All of that contribute to significant mixed feelings among Hispanic supporters in particular – sentiments that emerged even in the euphoria of this season's hard-won championship victory and the following explosion of Dodgers pride across the city.

"Can one to support the Dodgers?" local writer one observer agonized at the start of the playoffs in an elegant article ruminating on "team loyalty in our veins, but uncertainty in our hearts". Galindo couldn't finally bring himself to watch the World Series, but he still cared deeply, to the point that he believed his personal boycott must have given the squad the luck it needed to succeed.

Distinguishing the Players from the Owners

Numerous supporters who have similar reservations appear to have decided that they can keep to support the team and its roster of global players, including the Japanese megastar Shohei Ohtani, while pouring scorn on the team's business overlords.
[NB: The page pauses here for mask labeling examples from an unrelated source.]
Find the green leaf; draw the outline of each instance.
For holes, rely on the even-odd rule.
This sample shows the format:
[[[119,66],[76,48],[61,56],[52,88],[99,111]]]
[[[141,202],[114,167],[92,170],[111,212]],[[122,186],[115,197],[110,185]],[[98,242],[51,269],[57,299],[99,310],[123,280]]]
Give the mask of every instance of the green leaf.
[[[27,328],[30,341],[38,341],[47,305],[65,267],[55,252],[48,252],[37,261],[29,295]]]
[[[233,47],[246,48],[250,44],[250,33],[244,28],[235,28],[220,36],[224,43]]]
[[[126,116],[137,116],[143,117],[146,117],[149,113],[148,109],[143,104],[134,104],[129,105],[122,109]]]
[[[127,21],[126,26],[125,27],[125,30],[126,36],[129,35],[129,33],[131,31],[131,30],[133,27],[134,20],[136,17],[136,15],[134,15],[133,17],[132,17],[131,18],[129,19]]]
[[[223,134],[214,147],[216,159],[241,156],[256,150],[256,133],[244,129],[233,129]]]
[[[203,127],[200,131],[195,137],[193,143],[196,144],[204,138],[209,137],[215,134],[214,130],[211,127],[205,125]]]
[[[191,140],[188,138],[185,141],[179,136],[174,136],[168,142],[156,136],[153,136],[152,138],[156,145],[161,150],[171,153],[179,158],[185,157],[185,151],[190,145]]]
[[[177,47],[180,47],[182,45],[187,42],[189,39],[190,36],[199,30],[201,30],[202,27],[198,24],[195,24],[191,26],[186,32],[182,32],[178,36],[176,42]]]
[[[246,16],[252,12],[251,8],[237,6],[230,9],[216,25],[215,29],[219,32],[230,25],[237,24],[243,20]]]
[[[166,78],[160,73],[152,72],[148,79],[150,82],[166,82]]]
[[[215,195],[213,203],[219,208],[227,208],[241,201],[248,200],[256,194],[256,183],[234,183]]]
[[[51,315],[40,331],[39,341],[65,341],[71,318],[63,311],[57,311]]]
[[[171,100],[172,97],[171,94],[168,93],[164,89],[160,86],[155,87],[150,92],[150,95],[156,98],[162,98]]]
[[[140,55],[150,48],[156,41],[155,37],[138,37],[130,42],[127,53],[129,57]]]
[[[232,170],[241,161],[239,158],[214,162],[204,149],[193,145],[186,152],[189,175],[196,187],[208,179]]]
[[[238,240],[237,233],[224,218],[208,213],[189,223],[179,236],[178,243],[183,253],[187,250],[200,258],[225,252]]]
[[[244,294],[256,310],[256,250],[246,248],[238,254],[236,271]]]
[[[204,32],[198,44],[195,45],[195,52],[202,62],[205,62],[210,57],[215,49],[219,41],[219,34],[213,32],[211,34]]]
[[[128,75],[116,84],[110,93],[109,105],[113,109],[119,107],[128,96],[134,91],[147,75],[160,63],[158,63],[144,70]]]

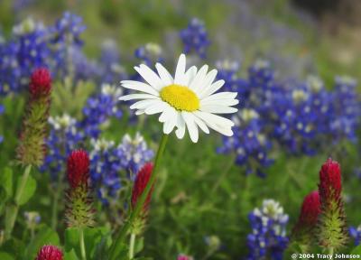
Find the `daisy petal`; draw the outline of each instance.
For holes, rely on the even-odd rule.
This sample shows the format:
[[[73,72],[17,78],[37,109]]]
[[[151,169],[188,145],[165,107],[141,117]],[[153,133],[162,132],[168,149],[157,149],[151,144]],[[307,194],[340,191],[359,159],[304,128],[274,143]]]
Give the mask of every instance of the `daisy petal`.
[[[204,81],[204,79],[206,78],[208,70],[208,65],[203,65],[203,67],[200,68],[199,71],[198,71],[198,73],[194,77],[193,80],[190,83],[190,89],[196,91],[195,89],[197,89],[199,88],[199,86],[202,84],[202,82]]]
[[[194,122],[193,114],[191,114],[190,112],[182,111],[181,116],[183,116],[184,121],[186,122],[188,132],[190,133],[190,140],[193,143],[197,143],[198,138],[199,138],[199,133],[198,133],[197,125]]]
[[[168,105],[168,104],[167,104]],[[171,113],[175,111],[175,109],[168,105],[168,107],[164,108],[164,111],[159,116],[159,122],[164,123],[169,120],[169,118],[171,116]]]
[[[155,89],[159,90],[164,87],[164,83],[162,82],[158,75],[148,66],[141,64],[139,67],[134,67],[134,70]]]
[[[146,115],[154,115],[164,111],[166,107],[168,107],[168,104],[163,101],[159,101],[147,108],[145,108],[144,112]]]
[[[219,100],[219,99],[234,99],[236,98],[237,93],[236,92],[219,92],[213,95],[210,95],[205,98],[203,101],[209,101],[209,100]]]
[[[235,106],[239,103],[238,99],[218,99],[218,100],[200,100],[200,106],[206,105],[221,105],[221,106]]]
[[[208,113],[215,113],[215,114],[232,114],[238,111],[236,107],[230,107],[227,106],[220,106],[220,105],[205,105],[201,106],[199,108],[200,111],[208,112]]]
[[[159,96],[158,91],[156,91],[153,87],[149,86],[148,84],[133,80],[123,80],[121,83],[123,88],[145,92],[154,96]]]
[[[163,132],[166,135],[171,134],[171,132],[173,131],[175,125],[177,124],[177,112],[174,110],[174,114],[171,114],[172,116],[163,125]]]
[[[205,97],[208,97],[209,95],[212,95],[216,91],[218,91],[222,86],[225,84],[225,80],[220,79],[216,82],[214,82],[212,85],[210,85],[208,88],[207,88],[207,90],[203,91],[201,95],[199,95],[199,98],[203,98]]]
[[[193,112],[193,114],[195,114],[198,117],[202,119],[206,124],[207,124],[207,122],[213,122],[214,124],[217,124],[218,125],[224,125],[224,126],[227,126],[227,127],[231,127],[231,126],[235,125],[235,123],[233,123],[233,121],[229,120],[226,117],[213,115],[210,113],[196,111],[196,112]]]
[[[174,84],[184,85],[186,79],[186,55],[180,54],[175,70]]]
[[[163,67],[163,65],[162,65],[161,63],[156,63],[155,68],[157,69],[158,74],[165,86],[173,84],[173,77],[171,77],[171,75],[168,72],[167,69]]]
[[[143,109],[135,111],[135,116],[140,116],[140,115],[143,115],[143,114],[144,114],[144,110],[143,110]]]
[[[201,93],[203,90],[207,89],[210,86],[210,84],[213,82],[213,80],[216,79],[216,76],[217,76],[217,70],[210,70],[206,75],[204,81],[201,84],[199,84],[199,86],[195,87],[194,91]]]
[[[135,102],[132,106],[130,106],[130,109],[145,109],[148,107],[151,107],[154,104],[157,104],[160,102],[159,100],[156,99],[145,99],[145,100],[141,100],[138,102]]]
[[[119,100],[128,101],[133,99],[161,99],[159,97],[151,94],[130,94],[119,98]]]
[[[198,117],[195,114],[193,114],[193,116],[194,122],[198,125],[198,126],[199,126],[199,128],[202,129],[204,133],[209,134],[209,129],[208,127],[207,127],[207,125],[203,122],[203,120]]]
[[[180,113],[177,113],[177,130],[175,130],[175,135],[178,139],[181,139],[186,133],[186,123],[184,122],[183,117]]]
[[[188,69],[186,72],[186,78],[187,78],[187,82],[185,82],[185,86],[189,86],[190,83],[193,80],[194,77],[197,75],[197,67],[192,66],[190,69]]]

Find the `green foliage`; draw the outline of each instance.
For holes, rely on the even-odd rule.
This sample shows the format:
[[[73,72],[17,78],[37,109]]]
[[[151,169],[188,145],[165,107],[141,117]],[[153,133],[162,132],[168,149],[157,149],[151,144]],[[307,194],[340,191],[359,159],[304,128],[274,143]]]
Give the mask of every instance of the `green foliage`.
[[[88,259],[102,259],[101,257],[106,255],[107,249],[112,243],[109,235],[109,227],[84,228],[85,248],[87,255],[89,257]],[[80,259],[79,228],[69,228],[65,230],[64,250],[69,255],[68,257],[75,257],[75,255],[78,255],[78,257]]]
[[[40,228],[24,251],[25,259],[35,259],[39,249],[44,245],[60,246],[58,233],[47,226]]]
[[[19,176],[17,178],[17,182],[16,182],[17,190],[20,189],[22,181],[23,181],[23,177]],[[19,206],[24,205],[26,202],[29,201],[30,199],[32,199],[32,197],[35,193],[36,186],[37,184],[35,179],[32,175],[29,175],[23,186],[22,195],[19,197],[19,201],[18,201]]]
[[[0,172],[0,216],[5,202],[13,197],[13,170],[5,167]]]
Nowhere was this more clear than at the championship parade at Dodger Stadium on the following day, when the capacity crowd roared in approval of the coach and his players but jeered the team president and the chief executive of the ownership group.

"The executives in formal attire don't get to claim our players from us," Molina said. "We've been with the team for more time than they have."

Historical Background and Neighborhood Effect

The issue, though, runs deeper than only the team's current proprietors. The agreement that brought the Brooklyn Dodgers to the city in the 1950s required the city razing three working-class Latino communities on a elevated area overlooking downtown and then transferring the property to the team for a fraction of its market value. A track on a 2005 album that documents the events has an low-income parking attendant at the venue revealing that the home he forfeited to removal is now a part of the field.

A prominent commentator, perhaps southern California most widely followed Latino writer and media personality, sees a darker side to the lengthy, problematic relationship between the team and its fanbase. He calls the Dodgers the Flamin' Hot Cheetos of baseball, "a corporate entity with an excessive, even harmful devotion by too many Latinos" that has been exploiting its supporters for years.

"They have acted around Latino fans while profiting from them with the other for so much time because they have been able to avoid consequences," the writer wrote over the summer, when demands to avoid the team over its lack of reaction to the raids were contradicted by the awkward fact that attendance at matches remained steady, even at the peak of the protests when downtown LA was under to a evening curfew.

Global Players and Community Connections

Distinguishing the squad from its business leadership is not a easy matter, {

Emily Lopez
Emily Lopez

A tech enthusiast and writer with a passion for exploring emerging technologies and their impact on everyday life.